L’ambassade du Maroc à Paris attaquée par des migrants subsahariens

Le consulat du Maroc à Paris a été pris d’assaut ce lundi 20 juillet 2015 par sept individus tous d’origine subsaharienne. L’incident a été condamné par l’ambassade dans un communiqué rendu public

L’ambassade du Maroc à Paris a été ce lundi le théâtre d’une vive altercation. Les médias rapportent que le consulat marocain a été pris d’assaut par un groupe de sept personnes toutes d’origine subsaharienne. Ces dernières ont crié des slogans dénonçant la politique migratoire du royaume chérifien. De source proche, l’incident s’est produit ce lundi en fin d’après-midi.

Les sept personnes, dont trois femmes, ont fait irruption dans la chancellerie avant de se diriger vers le bureau de l’ambassadeur. Les intrus se sont lancés à chanter des slogans hostiles à la politique migratoire menée par le Maroc.
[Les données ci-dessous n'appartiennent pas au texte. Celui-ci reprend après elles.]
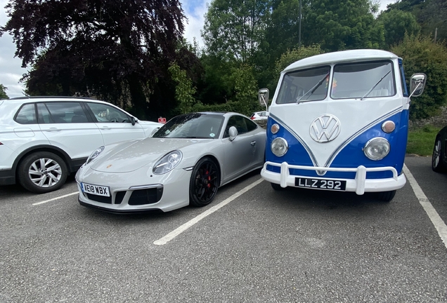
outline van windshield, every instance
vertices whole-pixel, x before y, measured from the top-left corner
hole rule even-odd
[[[339,64],[334,67],[330,97],[367,99],[396,94],[391,61]]]
[[[278,104],[321,100],[328,95],[330,66],[287,73],[276,100]]]

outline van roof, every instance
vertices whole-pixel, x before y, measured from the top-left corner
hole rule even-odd
[[[290,72],[297,69],[330,65],[346,62],[369,61],[371,60],[391,60],[399,57],[392,53],[374,49],[361,49],[342,50],[333,53],[327,53],[316,55],[298,60],[287,67],[283,72]]]

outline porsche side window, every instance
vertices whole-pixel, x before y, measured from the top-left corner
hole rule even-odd
[[[226,125],[226,128],[225,128],[225,133],[224,134],[224,137],[227,137],[229,136],[228,130],[231,126],[234,126],[238,130],[238,135],[240,135],[245,133],[247,133],[247,124],[245,123],[246,118],[244,118],[242,116],[233,116],[228,119],[228,123]],[[250,122],[252,122],[250,121]],[[252,122],[254,123],[254,122]]]
[[[266,116],[265,113],[262,113],[262,114],[264,114],[264,116]],[[258,128],[258,125],[255,123],[254,122],[253,122],[252,120],[247,119],[247,118],[244,118],[244,120],[245,120],[245,124],[247,125],[247,132],[254,130],[255,129]]]
[[[17,113],[14,120],[20,124],[37,124],[37,119],[36,119],[34,104],[32,103],[23,105]]]

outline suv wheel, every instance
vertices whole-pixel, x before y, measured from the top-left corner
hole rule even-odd
[[[60,188],[68,175],[65,162],[58,155],[39,152],[27,156],[18,167],[20,184],[30,191],[44,194]]]

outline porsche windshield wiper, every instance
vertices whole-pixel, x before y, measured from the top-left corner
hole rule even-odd
[[[313,92],[314,92],[315,90],[316,90],[316,89],[317,89],[317,88],[318,88],[318,87],[321,85],[321,83],[323,83],[323,81],[325,81],[325,79],[326,78],[328,78],[328,76],[329,76],[329,73],[326,74],[325,75],[325,76],[324,76],[324,77],[323,77],[323,79],[322,79],[321,80],[320,80],[320,81],[318,81],[318,83],[317,83],[315,86],[313,86],[313,87],[312,88],[311,88],[310,90],[307,90],[307,93],[306,93],[304,95],[303,95],[302,96],[301,96],[301,97],[299,97],[299,99],[298,99],[298,100],[297,100],[297,103],[299,104],[299,101],[301,101],[301,100],[302,100],[302,98],[303,98],[303,97],[304,97],[306,95],[307,95],[307,94],[308,94],[308,93],[311,93],[311,94],[309,95],[309,96],[310,97],[310,96],[311,96],[311,95],[312,95],[312,94],[313,93]],[[308,98],[309,98],[309,97],[308,97]]]
[[[379,80],[379,81],[377,81],[377,83],[374,84],[374,85],[372,86],[372,88],[370,88],[368,91],[368,93],[366,93],[365,95],[363,95],[363,97],[362,97],[360,100],[363,100],[363,98],[364,98],[365,97],[366,97],[367,95],[368,95],[370,94],[370,93],[371,93],[371,92],[372,91],[372,90],[373,90],[374,88],[375,88],[375,87],[376,87],[377,86],[378,86],[378,85],[379,85],[379,83],[380,83],[380,82],[382,82],[382,80],[383,80],[383,79],[384,79],[384,78],[385,78],[387,76],[388,76],[388,74],[389,74],[390,72],[391,72],[391,69],[389,70],[389,72],[388,72],[387,74],[385,74],[385,75],[384,75],[384,76],[382,76],[382,78],[380,78],[380,80]]]

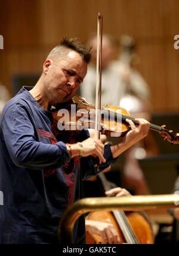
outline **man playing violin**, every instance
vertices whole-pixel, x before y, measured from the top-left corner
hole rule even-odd
[[[87,72],[90,51],[75,39],[64,39],[48,55],[33,88],[24,86],[1,116],[0,212],[1,243],[55,243],[65,210],[83,197],[82,180],[115,163],[124,150],[146,136],[149,123],[136,119],[122,143],[104,146],[88,130],[58,131],[52,106],[70,100]],[[109,86],[110,86],[109,85]],[[81,156],[81,158],[80,158]],[[85,243],[85,219],[73,230],[74,242]]]

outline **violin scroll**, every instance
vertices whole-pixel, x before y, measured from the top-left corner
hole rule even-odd
[[[168,131],[165,129],[166,125],[161,126],[162,130],[159,132],[161,136],[164,137],[163,140],[168,140],[171,144],[179,144],[179,133],[173,134],[172,130]]]

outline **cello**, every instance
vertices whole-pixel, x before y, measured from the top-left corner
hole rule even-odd
[[[112,188],[104,173],[99,173],[98,177],[105,191]],[[122,243],[153,243],[152,228],[144,212],[96,211],[90,212],[86,219],[113,224]],[[87,244],[103,243],[103,239],[100,236],[89,231],[86,231],[86,241]]]

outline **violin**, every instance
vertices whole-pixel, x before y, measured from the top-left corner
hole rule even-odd
[[[82,129],[94,129],[95,124],[95,107],[88,103],[85,99],[75,95],[72,101],[60,106],[60,109],[52,112],[53,118],[58,122],[59,129],[70,131]],[[135,118],[131,117],[129,113],[119,106],[108,106],[101,108],[100,111],[100,123],[98,129],[101,134],[110,137],[124,137],[130,130],[130,126],[126,121],[131,120],[135,125],[138,124]],[[159,132],[172,144],[179,143],[179,133],[174,134],[172,130],[168,130],[165,125],[159,126],[150,124],[150,129]]]

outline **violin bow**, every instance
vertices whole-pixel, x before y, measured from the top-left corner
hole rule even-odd
[[[101,98],[103,16],[98,13],[97,19],[96,88],[95,88],[95,138],[100,138],[100,109]]]

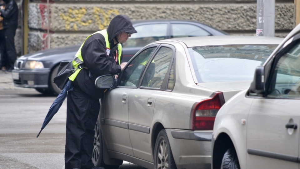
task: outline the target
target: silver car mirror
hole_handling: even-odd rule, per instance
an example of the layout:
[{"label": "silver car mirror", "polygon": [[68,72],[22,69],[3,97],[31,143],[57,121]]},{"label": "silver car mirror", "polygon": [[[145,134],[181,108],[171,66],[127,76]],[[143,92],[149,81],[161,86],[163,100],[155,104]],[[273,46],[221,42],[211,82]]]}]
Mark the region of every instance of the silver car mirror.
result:
[{"label": "silver car mirror", "polygon": [[253,81],[250,85],[250,91],[257,94],[265,92],[264,67],[257,67],[255,69]]},{"label": "silver car mirror", "polygon": [[95,82],[96,87],[100,89],[110,89],[113,86],[114,78],[110,74],[103,75],[97,78]]}]

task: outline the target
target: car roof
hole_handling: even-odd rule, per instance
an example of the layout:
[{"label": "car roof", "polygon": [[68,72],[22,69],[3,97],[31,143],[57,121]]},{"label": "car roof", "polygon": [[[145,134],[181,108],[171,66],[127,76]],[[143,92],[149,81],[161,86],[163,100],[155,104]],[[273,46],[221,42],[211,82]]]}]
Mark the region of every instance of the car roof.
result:
[{"label": "car roof", "polygon": [[204,23],[199,22],[198,22],[192,21],[190,20],[176,20],[176,19],[157,19],[157,20],[136,20],[132,21],[132,24],[135,24],[137,23],[158,23],[158,22],[182,22],[182,23],[200,23],[205,25]]},{"label": "car roof", "polygon": [[224,45],[237,44],[268,44],[278,45],[283,38],[266,36],[243,35],[210,36],[186,37],[160,40],[160,43],[167,41],[180,41],[188,48],[200,46]]}]

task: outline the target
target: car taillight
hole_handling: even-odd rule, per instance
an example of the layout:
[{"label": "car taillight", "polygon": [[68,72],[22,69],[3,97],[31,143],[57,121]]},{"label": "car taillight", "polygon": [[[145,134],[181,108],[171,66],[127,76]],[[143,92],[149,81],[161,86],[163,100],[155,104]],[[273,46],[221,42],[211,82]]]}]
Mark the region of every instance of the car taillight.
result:
[{"label": "car taillight", "polygon": [[225,103],[223,93],[215,93],[210,99],[198,103],[192,110],[192,130],[212,130],[219,110]]}]

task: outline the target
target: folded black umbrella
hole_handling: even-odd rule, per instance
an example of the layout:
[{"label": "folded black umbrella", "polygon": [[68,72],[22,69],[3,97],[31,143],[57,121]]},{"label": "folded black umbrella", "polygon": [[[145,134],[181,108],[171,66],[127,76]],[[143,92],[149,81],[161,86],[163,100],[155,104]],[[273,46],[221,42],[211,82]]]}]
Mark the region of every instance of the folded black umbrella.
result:
[{"label": "folded black umbrella", "polygon": [[48,111],[48,113],[46,115],[45,118],[45,120],[44,120],[44,122],[42,126],[42,128],[40,132],[37,135],[37,138],[38,137],[40,134],[42,132],[45,127],[46,127],[48,123],[50,121],[52,117],[55,114],[57,111],[58,111],[59,108],[62,104],[62,103],[64,101],[68,94],[68,91],[72,91],[73,90],[73,85],[72,83],[72,81],[69,80],[66,84],[65,87],[64,87],[60,93],[57,96],[57,97],[54,100],[52,105],[50,107],[49,110]]}]

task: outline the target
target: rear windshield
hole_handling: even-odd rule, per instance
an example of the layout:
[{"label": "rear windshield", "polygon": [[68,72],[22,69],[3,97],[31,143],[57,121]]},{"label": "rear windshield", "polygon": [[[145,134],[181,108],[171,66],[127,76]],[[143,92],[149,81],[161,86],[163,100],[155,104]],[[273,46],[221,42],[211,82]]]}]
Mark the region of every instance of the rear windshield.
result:
[{"label": "rear windshield", "polygon": [[277,45],[199,46],[188,49],[200,83],[251,80]]}]

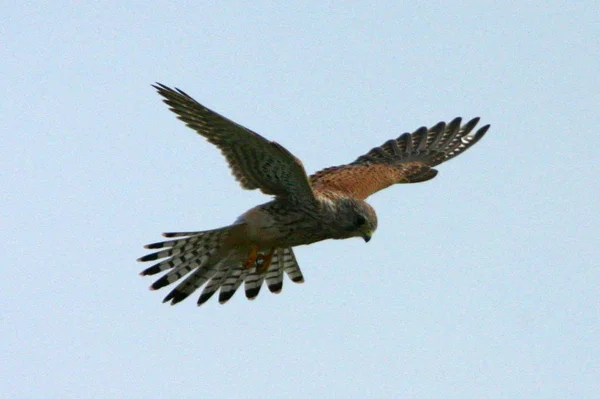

Une source de l’ambassade cajoute que les sept individus ont quitté le lieu après une altercation avec les agents de sécurité. Le consulat marocain s’est exprimé sur cet incident dans un communiqué. « Ils ont scandé des slogans hostiles au Maroc et particulièrement à sa politique migratoire et ils ont pris les dispositions pour filmer la scène. Ils sont quitté les lieux après une longue altercation avec les agents de sécurité de l’ambassade ».

Le consulat dénonce formellement les actes perpétrés par ces individus encore non identifiés. « L’ambassade du Royaume du Maroc dénonce ce qui s’apparente à une action préméditée et orchestrée par des parties, connues pour leur hostilité permanente aux intérêts du Maroc, et qui visent à porter atteinte à l’image du royaume », poursuit le communiqué.

Il convient de rappeler que la situation que traversent de nombreux migrants subsahariens sur le sol marocain est souvent sujette à de vives polémiques. Au Maroc, le racisme est très souvent dénoncé par plusieurs personnes d’origine subsaharienne. En septembre 2014, l’assassinat barbare d’un sénégalais égorgé dans la banlieue de Boukhalef à Tanger avait suscité une vive polémique et avait remis sur la table l’épineuse question du mauvais traitement infligé aux subsahariens.